Goodbye my love, my tormentor, my own personal version of heaven subsumed by hell!
This time (3rd engagement) my eyes were wide open as I now know what you are, what you are not, what drives and fuels you and the many manipulative games you play. I only meant to observe and experience you, my Narcissist while being fully aware. With my new found knowledge, I thought I could abundantly meet your needs while staying immune to your emotional upheaval and abuse. I was wrong, so very wrong! I still became confused and anxious, often sleep deprived due to your calls and texts, lied to repeatedly, cherished and then ignored. After the Golden Period, not one day was like the one before it except for the common thread of highs and lows.
Did I love you still? Yes, with passion! I was in love! Did I believe we would be together forever? No, not any longer. Was I attached to and addicted to you? Oh yes, you made sure of it! Were you attached to me? To anyone? No, you’re not capable of bonding or love, although you believe you are.
Our days together turned into weeks and the weeks turned into months. We lasted far longer than I thought we would. I learned more about you than I ever wanted to know, as I deceived you into confiding the details of your sexual conquests. I was horrified at the number and the nature of all the women you have engaged with! You are a Somatic Narcissist, after all!
Eventually though, I tumbled from my pedestal. You slowly began punishing me and pulling away, searching for my replacement, pursuing and seducing other women. Then you prematurely disengaged from me, blocked and silenced for a week. She must not have been sufficient as you eagerly slipped me back in place as the Primary, only to slowly disengage a few weeks later while reading and never responding to my pleading texts. You waited until Christmas Day to block me and extend your silence, your absence in my life. Merry fucking Christmas to me…
A week of mutual silence followed by my urgent numerous imploring pathetic phone calls. Your responses were severely cold and cruel, revealing the man beneath the mask. I dared not call again. And then as the dark days slowly slipped by, I no longer craved you or wanted to hear your voice… just one last time. You did not “break” me or “tear [me] down piece by piece slowly .. from the inside out” as you told me you would do. You could not. I’ve yet to be broken by your kind.
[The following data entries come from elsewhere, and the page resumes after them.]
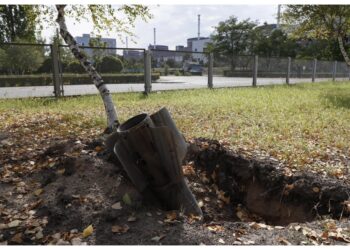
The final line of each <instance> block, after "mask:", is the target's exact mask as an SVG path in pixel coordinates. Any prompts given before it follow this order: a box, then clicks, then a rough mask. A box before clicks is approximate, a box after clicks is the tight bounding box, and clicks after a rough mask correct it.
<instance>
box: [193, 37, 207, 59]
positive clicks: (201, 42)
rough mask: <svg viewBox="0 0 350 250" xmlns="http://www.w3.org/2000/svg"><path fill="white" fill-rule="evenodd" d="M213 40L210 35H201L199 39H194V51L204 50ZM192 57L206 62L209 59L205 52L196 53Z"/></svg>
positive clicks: (199, 50) (204, 49) (194, 51)
mask: <svg viewBox="0 0 350 250" xmlns="http://www.w3.org/2000/svg"><path fill="white" fill-rule="evenodd" d="M210 42H211V39H210V38H209V37H201V38H200V39H197V40H192V41H191V43H192V51H193V52H204V51H205V49H206V47H207V46H208V43H210ZM192 57H193V58H194V59H196V60H200V61H203V63H206V62H207V61H208V59H207V56H206V55H205V54H197V53H194V54H193V55H192Z"/></svg>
For all the damage and destruction you crudely brought, you did leave me with one gift: an awareness of your blatant abuse, manipulations and desire for total control over me. Others before you had been much more subtle with their machinations, using a finesse and charm that you don’t possess. My new awareness led to a journey of understanding your behavior and I did find answers and clarity while reflecting back over a lifetime of familial and romantic interactions with your kind.
You are now blocked on all fronts, your photos and music deleted. The ache in my heart is diminishing slowly, the tightness is gone from the center of my chest, my lungs are free to expand and breathe again, my skin is clearing, the nightly drink relinquished… peace is slowly permeating my life… without you. I’m discovering the presence of joy and wonder in my world, once again and among those that I love and who love me. I actually glimpsed myself smiling again today as I drove to work at the beach: top down, warm sun on my face and my music carrying me along.
This is the letter I will never send, for you already know this story. You’ve played it out a hundred plus times before and will continue to do so. No, you’ll not get my letter, but you will get my perpetual silence as I delete you from my heart and mind. I’ll cherish the lessons learned, but nothing more of you. When and if I think of you, I will say a prayer even though the eternal optimist in me knows that you are beyond help. You will never change. I will pray that you obtain some power and peace while doing the least possible damage to those left in your wake, especially your children. Oh dear Lord, your children!
I will recover and avoid your kind in the future, only allowing those worthy of my love into my heart and life. You are my past as were the others before and like you, all of you Narcissists! You are not my future! But don’t fret! You still have plenty of unaware Empaths to seduce and victimize for now. However, our awareness is growing and your kind, Narcissistic human predators are slowly being outed… we are seizing the power!